> -----Original Message-----
> From: Bruno Prior [mailto:[EMAIL PROTECTED]]
> Sent: Monday, November 22, 1999 8:30 AM
> To: Linux-Raid; Michel Pelletier
> Subject: RE: errors on boot
>
>
> Michel,
>
> Thanks for that. It makes things much clearer.
>
> > Nov 16 13:36:28 korak kernel: sdb4's event counter: 00000016
> > Nov 16 13:36:28 korak kernel: sda4's event counter: 00000017
> > Nov 16 13:36:28 korak kernel: md: superblock update time
> inconsistency
> > -- using
> > the most recent one
> > Nov 16 13:36:28 korak kernel: freshest: sda4
> > Nov 16 13:36:28 korak kernel: md2: kicking faulty sdb4!
>
> This is the crucial part. I think it speaks for itself. The
> mirrors are out of
> sync, so the RAID code assumes that there is a problem and
> kicks the partition
> that was updated less recently (sdb4) out of the array. Did
> you have an unclean
> shutdown, or was there a problem with the RAID before the
> last shutdown such
> that sdb4 was kicked out of the array? Something like this
> must have happened.
Yes, before shutdown we were getting errors on the console about
'writing beyond the end of a device'. This is why I rebooted the
machine.
> Anyway, the solution is very simple. Just do "raidhotadd
> /dev/md2 /dev/sdb4".
> You don't need to "raidhotremove /dev/md2 /dev/sdb4", because
> it has already
> been kicked out of the array at startup. This will add
> /dev/sdb4 back into the
> array. The RAID code should start resyncing it automatically
> once it has been
> added back in. Have a look in /proc/mdstat and you should see
> how the resync'ing
> process is going. Make sure you don't shutdown before
> resync'ing has completed,
> or you will be back to square one. But you can use the array
> quite happily while
> it is resyncing.
You the man! Worked like a charm.
> It would be a good idea to try to figure out why the mirrors
> were out of sync,
> in case this reveals a problem. If it was an unclean
> shutdown, then there's no
> problem (apart from making sure you don't do it again). But
> if sdb4 had been
> kicked out of the array, you need to know why to make sure it
> doesn't happen
> again. If this was the case, you will need to check back
> through your syslog to
> try to spot when it happened and what the reasons were. Or if
> you can't be
> bothered to do this, at least keep an eye on /proc/mdstat
> from now on (maybe
> using one of the monitoring scripts which are mentioned on
> this list from time
> to time), to make sure that you know if it happens again.
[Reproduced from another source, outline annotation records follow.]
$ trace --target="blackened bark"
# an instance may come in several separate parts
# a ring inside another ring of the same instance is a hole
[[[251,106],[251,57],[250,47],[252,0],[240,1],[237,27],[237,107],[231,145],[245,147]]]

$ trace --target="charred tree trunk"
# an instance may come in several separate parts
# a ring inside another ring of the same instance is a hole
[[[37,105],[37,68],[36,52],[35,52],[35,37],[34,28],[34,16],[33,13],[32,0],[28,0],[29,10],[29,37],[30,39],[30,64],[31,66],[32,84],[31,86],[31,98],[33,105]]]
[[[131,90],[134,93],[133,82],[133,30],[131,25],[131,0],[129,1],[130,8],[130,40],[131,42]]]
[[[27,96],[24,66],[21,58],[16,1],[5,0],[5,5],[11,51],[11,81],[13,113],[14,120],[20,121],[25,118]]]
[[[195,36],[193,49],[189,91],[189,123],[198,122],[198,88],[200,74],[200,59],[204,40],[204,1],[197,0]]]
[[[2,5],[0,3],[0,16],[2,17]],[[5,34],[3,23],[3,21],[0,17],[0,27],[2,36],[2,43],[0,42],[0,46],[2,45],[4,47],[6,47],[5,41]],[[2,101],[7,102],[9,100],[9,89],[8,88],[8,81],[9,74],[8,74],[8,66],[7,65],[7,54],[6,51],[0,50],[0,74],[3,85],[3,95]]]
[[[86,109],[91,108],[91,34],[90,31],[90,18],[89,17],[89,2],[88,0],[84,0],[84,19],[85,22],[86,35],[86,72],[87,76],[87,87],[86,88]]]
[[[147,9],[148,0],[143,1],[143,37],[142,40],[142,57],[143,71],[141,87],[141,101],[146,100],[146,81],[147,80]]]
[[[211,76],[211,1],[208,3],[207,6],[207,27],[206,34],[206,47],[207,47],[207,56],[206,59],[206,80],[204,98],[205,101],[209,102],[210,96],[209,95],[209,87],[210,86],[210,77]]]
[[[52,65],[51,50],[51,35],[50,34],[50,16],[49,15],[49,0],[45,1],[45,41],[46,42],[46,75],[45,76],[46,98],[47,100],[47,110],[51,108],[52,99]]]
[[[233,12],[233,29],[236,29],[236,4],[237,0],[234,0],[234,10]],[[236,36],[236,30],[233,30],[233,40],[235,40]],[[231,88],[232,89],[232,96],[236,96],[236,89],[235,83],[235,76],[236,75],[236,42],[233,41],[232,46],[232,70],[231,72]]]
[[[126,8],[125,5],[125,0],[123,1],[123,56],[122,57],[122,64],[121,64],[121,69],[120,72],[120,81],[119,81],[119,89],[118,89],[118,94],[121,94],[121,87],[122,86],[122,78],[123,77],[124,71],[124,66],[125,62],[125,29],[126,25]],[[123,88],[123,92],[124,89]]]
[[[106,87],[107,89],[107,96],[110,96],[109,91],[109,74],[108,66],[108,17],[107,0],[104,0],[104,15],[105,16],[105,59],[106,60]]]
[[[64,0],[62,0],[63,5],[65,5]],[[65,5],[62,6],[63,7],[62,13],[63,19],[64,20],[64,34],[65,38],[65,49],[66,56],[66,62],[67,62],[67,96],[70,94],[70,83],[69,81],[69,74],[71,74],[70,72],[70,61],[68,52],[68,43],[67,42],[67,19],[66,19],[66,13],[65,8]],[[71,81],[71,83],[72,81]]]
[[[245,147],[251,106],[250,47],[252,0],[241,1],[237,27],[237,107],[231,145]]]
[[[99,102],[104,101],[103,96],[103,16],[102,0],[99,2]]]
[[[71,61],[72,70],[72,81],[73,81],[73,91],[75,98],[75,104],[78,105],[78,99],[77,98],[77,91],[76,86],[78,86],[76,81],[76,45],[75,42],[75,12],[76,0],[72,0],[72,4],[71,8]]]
Well I suspect it's got to do with the writing beyond the end of the
device error, which sounds like something I could have no control over.
However, there are several people here who do install a bunch of
software and generally muck about with the machine who I'll restrain
from now on. I'll tool through dmesg and syslogs to see if I can glean
more than that. Thanks alot for your help!
-Michel